Subject: Re: Setting wording for bit manipulation for non-binary hardware
From: Jason McKesson (jmckesson_at_[hidden])
Date: 2021-03-07 09:26:06
On Sun, Mar 7, 2021 at 4:14 AM Andrey Semashev via Std-Discussion
> On 3/6/21 10:34 PM, Jason McKesson via Std-Discussion wrote:
> > On Sat, Mar 6, 2021 at 12:55 PM Vishal Oza via Std-Discussion
> > <std-discussion_at_[hidden]> wrote:
> >> I was thinking of making the bit and bitset libraries as well bit manipulation operators with the exception of endian and possibly left and right bitshift to undefined behavior if the base is not 2 in hardware.

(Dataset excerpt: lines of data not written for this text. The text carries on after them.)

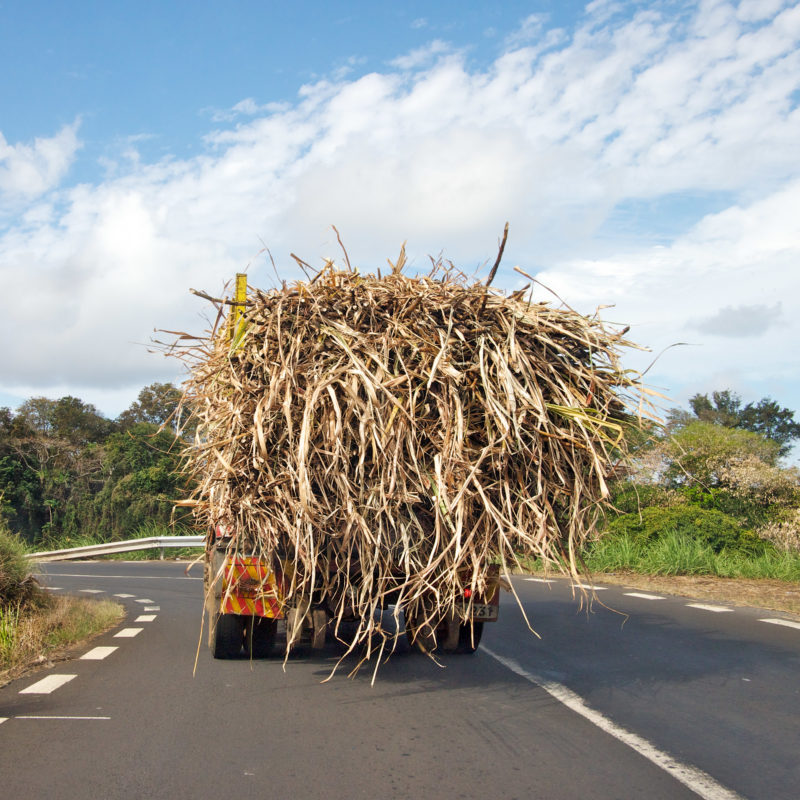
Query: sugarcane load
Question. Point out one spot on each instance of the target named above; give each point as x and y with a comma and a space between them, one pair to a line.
372, 444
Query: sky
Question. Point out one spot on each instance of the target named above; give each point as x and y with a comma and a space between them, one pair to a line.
645, 154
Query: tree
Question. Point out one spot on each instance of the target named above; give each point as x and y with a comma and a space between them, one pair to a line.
156, 404
67, 418
725, 408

> > Um, what exactly does that mean?
> > Here's what I mean. If you have the number 15, and you do a
> > binary-left-shift it by 2, the number you get is 30. It *does not
> > matter* how the hardware implements this. So long as `30 == 15 << 2`
> > is true, the implementation is doing its job.

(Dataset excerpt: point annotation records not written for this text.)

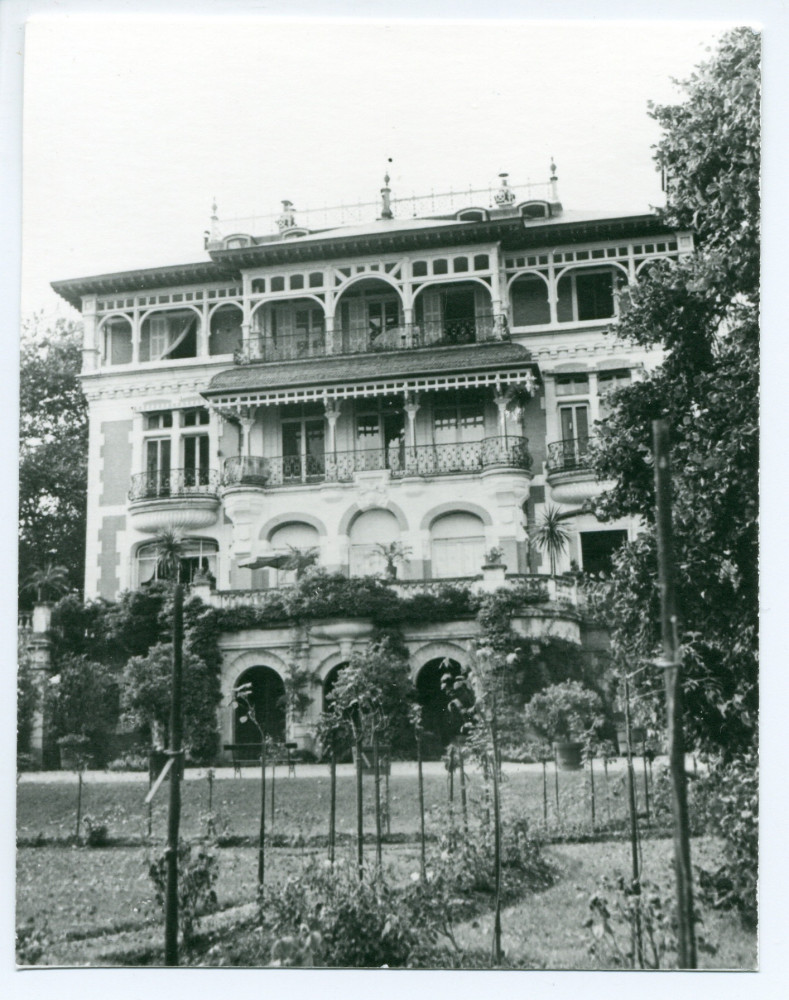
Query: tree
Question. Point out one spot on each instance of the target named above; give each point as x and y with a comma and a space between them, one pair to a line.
703, 311
145, 698
53, 448
551, 535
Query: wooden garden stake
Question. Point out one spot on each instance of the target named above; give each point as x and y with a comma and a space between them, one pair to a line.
262, 830
463, 797
174, 815
671, 664
635, 884
378, 828
332, 803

> > Similarly, if you have the number 15, and you do a bitwise-and with 2,
> > you get the number 13. Again, how the hardware does this is
> > irrelevant; the implementation's job is to make the math work out.
> Bit manipulation operators affect bit representation of a number, the
> resulting value is a consequence of that. In that sense, before we
> mandated two's complement representation, applying bit operators to
> signed integers would yield implementation-dependent numbers, although
> the effect on bit representation (with some restrictions) was well defined.
Bitwise operations on signed integers, pre-twos complement, were
defined so long as the source integers were positive and the resulting
value could be stored in a signed integer of that type.
Also, don't forget that a specification describes behavior, not
implementation. How the implementation does it is irrelevant as long
as it comes up with the right answer. Even defining signed integers as
twos complement is all about behavior: what happens when you convert a
signed integer to unsigned and vice-versa. You can implement that
behavior without using twos complement in the actual hardware. It'd be
complicated, yes, but you can do it.